In real terms, adjusted for inflation and the weak dollar, the cost of a barrel is no higher than it was three decades ago, he said.
Hamli said he had no magic number for where he thought the price of oil should be.
London Brent crude hit an 11-month high at $78.40 a barrel last week, within sight of the record $78.65 touched in August last year.
Oil demand growth from emerging markets such as China and India is strong, but Hamli said he did not know if that meant OPEC would need to open the taps this year.
Whether we are going to have to change by the end of the year, I don't know, he said.
CHINA DEMAND, NON-OPEC SUPPLY
Some OPEC officials have said the group will have no need to alter output policy in 2007.
China, the world's second-largest energy consumer, reported its fastest annual rate of economic growth for over 11 years last week. Booming demand from China took energy markets by surprise in 2004 and has contributed to a long-term bull rally in which prices have more than tripled since 2002.
Hamli pointed to forecasts for a large increase in supply from producers outside of OPEC due onstream later this year, which should help meet rising demand.
OPEC, source of more than a third of the world's oil, has faced constant pressure this year from consuming countries represented by the Paris-based International Energy Agency to increase crude output to dampen high prices.
But Hamli said boosting output would do little to ease the price as crude supplies were already sufficient. Global crude stocks are well above the five-year average, and pumping more would just add to the stockpiles, he said.
If we see there is a need for more oil, we will supply more, he said. But if we supply more now, it will go straight to stocks.
Crude stocks in the world's largest consumer, the United States, recently hit a nine-year high.
Tight supplies of refined products in the United States, investment fund buying of oil futures and international political tension have pushed the price higher, Hamli said. His comments echoed those of fellow OPEC ministers who have said crude supplies are adequate.
The Atlantic hurricane season, which caused havoc in the U.S. oil industry two years ago, could add to the rally, he said.
I don't think people understand how strong these factors are.

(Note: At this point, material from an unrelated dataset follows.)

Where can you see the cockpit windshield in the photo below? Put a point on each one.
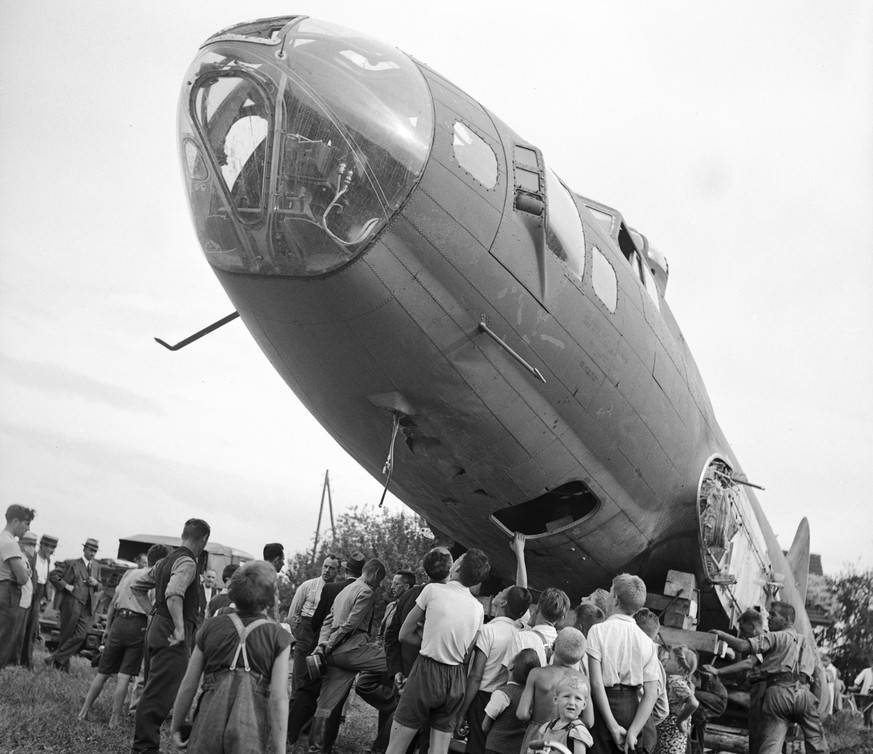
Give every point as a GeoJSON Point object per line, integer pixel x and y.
{"type": "Point", "coordinates": [313, 148]}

The hurricane season will put more pressure on the price in the biggest consumer market in the world.
OPEC agreed to cut output by 1.7 million barrels per day, or about 6 percent, last year to bolster falling prices. The price sank to around $50 in January.
There are no plans for OPEC to meet before its next scheduled gathering to discuss output policy in September, Hamli said.
The UAE is moving ahead with plans to boost output capacity to 3.5 million barrels per day by 2011 to 2012, Hamli said. Current capacity is around 2.8 million to 2.9 million bpd.
The Gulf Arab state has felt the effects of the cost inflation and a shortage of skilled labor and contractors, which has hit the industry worldwide, he said.